Abstract [ Reference]
In multi-class classification supervised machine learning, the label represents one of multiple possible classes.
- Usually, the labels are mutually exclusive.
- In multi-label classification models, there may be more than one valid label for an observation.
- Follows the same train > iterate > evaluate process as regression and binary classification.
- Examples:
- The specifies of penguin based on its physical measurements.
- The genre of a movie based on its cast, director and budget.
Training Multi-class Classification Models
Use an algorithm to fit the training data to a function that calculates a probability value for each possible class.
One-vs-Rest (Ovr) Algorithm
A binary classification function is trained for each class:
- $f^0(x)=P(y=0 | x)$
- $f^1(x)=P(y=1 | x)$
- …
That function — a sigmoid function — calculates the probability that the observation is an example of that class.
Multinomial Algorithms
These algorithms create a single function that returns a multi-valued output.

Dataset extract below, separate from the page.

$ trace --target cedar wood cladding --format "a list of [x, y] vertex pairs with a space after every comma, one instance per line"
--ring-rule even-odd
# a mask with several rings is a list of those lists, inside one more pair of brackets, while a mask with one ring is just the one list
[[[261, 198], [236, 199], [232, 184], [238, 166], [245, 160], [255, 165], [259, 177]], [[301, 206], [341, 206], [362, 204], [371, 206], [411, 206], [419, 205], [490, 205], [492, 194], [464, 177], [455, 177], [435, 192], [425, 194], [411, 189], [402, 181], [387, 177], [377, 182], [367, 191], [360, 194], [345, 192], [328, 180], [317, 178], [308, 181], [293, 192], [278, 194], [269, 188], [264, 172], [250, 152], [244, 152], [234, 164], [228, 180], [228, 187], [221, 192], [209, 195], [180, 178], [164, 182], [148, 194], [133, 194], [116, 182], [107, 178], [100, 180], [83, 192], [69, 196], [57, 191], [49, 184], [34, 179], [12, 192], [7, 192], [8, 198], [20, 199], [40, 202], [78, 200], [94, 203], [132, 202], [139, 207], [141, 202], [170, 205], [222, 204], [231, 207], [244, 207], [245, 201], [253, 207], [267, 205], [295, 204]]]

- The output is a vector (array of values) that contains the probability distribution for all possible classes with a probability score for each class:
- $f(x)= [P(y=0|x), P(y=1|x), …]$
- In the resulting vector (for example, $[0.2, 0.3, 0.5]$) the elements represent the probabilities for class 0, 1, 2 and so on.
- An example of such a function is the softmax function.
Multi-class Classification Model Evaluation Metrics
Multi-class classification models are evaluated calculating binary classification metrics for each individual class.